Our results show that our 2D projection approach is substantially faster compared to previous work, although several papers do not report the training time. The speedup will, in our case, not be as large for GPUs with smaller memory, as it is then not possible to put all the training images in the GPU memory (for a preliminary test on a 11 GB card, the training took 3–4 times longer, but this can probably be further optimized). Nevertheless, the possibility to use cheaper hardware is important for many researchers. Compared to other 2D approaches, which use all slices in each volume, our 2D projection approach is substantially faster compared to Huang et al. [2] and Bashyam et al. [6], and our accuracy is also better. Compared to Gupta et al. [9], our approach is faster while our accuracy is lower. Our test accuracy is in general slightly worse compared to 3D CNNs, but our work should rather be seen as a proof of concept.

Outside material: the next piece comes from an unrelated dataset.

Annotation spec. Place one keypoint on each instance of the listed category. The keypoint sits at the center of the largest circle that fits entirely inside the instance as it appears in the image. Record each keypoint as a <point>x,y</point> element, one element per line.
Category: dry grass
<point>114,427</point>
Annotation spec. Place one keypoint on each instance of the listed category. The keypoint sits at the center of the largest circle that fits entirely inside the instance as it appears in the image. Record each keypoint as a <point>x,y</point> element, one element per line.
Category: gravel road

It would be interesting to instead use 2D CNNs pre-trained on ImageNet or RadImageNet [20] as a starting point, instead of training from scratch. However, this option is currently more difficult in Flux compared to other machine learning frameworks. Yet another way to improve test accuracy is to use an ensemble of networks. Using the mean prediction of 5–10 networks will most likely improve the accuracy, while still only requiring about 125–250 min of training.

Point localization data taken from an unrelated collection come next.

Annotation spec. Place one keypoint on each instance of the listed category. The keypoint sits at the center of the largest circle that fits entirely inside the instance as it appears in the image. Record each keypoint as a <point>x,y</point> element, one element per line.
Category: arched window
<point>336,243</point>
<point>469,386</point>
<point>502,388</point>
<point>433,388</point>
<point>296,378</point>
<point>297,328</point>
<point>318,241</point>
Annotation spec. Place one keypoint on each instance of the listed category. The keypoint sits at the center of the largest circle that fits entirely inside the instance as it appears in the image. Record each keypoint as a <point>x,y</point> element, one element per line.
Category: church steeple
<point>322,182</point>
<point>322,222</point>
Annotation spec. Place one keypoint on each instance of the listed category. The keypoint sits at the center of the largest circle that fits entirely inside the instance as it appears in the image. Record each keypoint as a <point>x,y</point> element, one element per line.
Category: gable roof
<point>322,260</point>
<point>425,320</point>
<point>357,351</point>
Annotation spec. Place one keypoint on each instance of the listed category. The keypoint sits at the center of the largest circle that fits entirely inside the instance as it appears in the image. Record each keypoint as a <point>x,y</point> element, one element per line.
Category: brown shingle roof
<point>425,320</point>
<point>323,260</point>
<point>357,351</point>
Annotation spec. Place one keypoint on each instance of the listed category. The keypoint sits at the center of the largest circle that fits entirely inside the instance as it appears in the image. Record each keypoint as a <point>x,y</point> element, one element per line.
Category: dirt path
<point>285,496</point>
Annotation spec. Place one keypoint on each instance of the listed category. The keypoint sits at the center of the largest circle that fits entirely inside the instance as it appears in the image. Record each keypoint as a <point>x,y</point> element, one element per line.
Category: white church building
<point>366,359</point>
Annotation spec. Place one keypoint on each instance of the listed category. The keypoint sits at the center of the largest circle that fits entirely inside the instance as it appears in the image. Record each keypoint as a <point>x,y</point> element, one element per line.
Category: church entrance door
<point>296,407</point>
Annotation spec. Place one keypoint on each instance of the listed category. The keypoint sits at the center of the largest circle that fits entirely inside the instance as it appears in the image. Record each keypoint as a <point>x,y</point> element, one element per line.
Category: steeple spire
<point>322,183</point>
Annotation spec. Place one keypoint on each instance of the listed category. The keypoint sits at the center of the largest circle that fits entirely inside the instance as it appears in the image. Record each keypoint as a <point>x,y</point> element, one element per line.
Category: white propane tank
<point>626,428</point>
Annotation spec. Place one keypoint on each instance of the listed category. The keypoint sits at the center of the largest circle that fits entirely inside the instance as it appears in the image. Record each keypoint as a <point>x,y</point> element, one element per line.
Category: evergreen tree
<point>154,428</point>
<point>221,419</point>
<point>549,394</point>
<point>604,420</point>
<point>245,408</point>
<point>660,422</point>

Although our proposed solution results in a lower accuracy compared to much more time-consuming 3D approaches, an approximate brain age estimate can still be valuable for diagnostic purposes. For example, if a person’s biological age is 35 years and the predicted brain age is 50 years, a slightly lower or higher prediction will still lead to the conclusion that the person’s brain is abnormal.

Langner et al. [21], who used 2D projections of full-body MRI scans (not including the head), obtained a mean absolute error of 2.49 years when training with 23,120 subjects from UK Biobank (training the network took about 8 h). It is difficult to determine if the higher accuracy compared to our work is due to using a VGG16 architecture (pre-trained on ImageNet), or due to the fact that full-body scans contain more information regarding a person’s age, or that the full-body scans in UK Biobank contain separate images representing fat and water. No comparison with a 3D CNN is included in their work.

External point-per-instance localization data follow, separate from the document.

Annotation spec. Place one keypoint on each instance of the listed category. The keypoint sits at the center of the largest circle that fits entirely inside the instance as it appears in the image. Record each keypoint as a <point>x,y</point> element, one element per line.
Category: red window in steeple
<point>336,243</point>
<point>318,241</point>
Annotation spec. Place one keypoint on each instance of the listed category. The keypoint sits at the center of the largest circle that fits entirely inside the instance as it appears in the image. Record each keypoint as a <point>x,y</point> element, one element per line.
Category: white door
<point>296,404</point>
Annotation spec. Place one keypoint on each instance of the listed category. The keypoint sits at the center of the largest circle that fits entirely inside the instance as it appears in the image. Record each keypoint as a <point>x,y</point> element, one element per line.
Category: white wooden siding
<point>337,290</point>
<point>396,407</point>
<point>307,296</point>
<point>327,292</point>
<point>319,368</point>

The demographic in the UK Biobank dataset is relatively homogenous (94.6% of participants were of white ethnicity) and there is evidence of a “healthy volunteer” selection bias [32]. Our 2D projection models are therefore expected to perform less well when applied to data from a more diverse population (e.g., regarding neurological disease, brain size, ethnicity, age). However, this is also true for 3D CNNs trained on UK Biobank data. Whether 2D or 3D CNNs are more affected by a more diverse dataset will be explored in future research.

In future work, we also plan to investigate the effect of adding additional images (channels) that represent the third and fourth moment (skew and kurtosis) across slices, since the results indicate that the standard deviation images are more informative compared to the mean intensity images. Another idea is to use principal component analysis (PCA) across each direction, to instead use eigen slices that represent most of the variance. As can be seen in Table 1, adding more channels will not substantially increase the training time as a higher number of input channels will only affect the first layer of each 2D CNN. This is different from adding more training images to a 2D CNN using each slice in a volume independently, where the training time will increase more or less linearly with more images.

5. Conclusions

The conclusion is that using 2D projections from 3D volumes results in large speedups, compared to 3D CNNs. The accuracy is slightly lower with our approach, but we believe that the results can still be used to, for example, detect abnormal brains.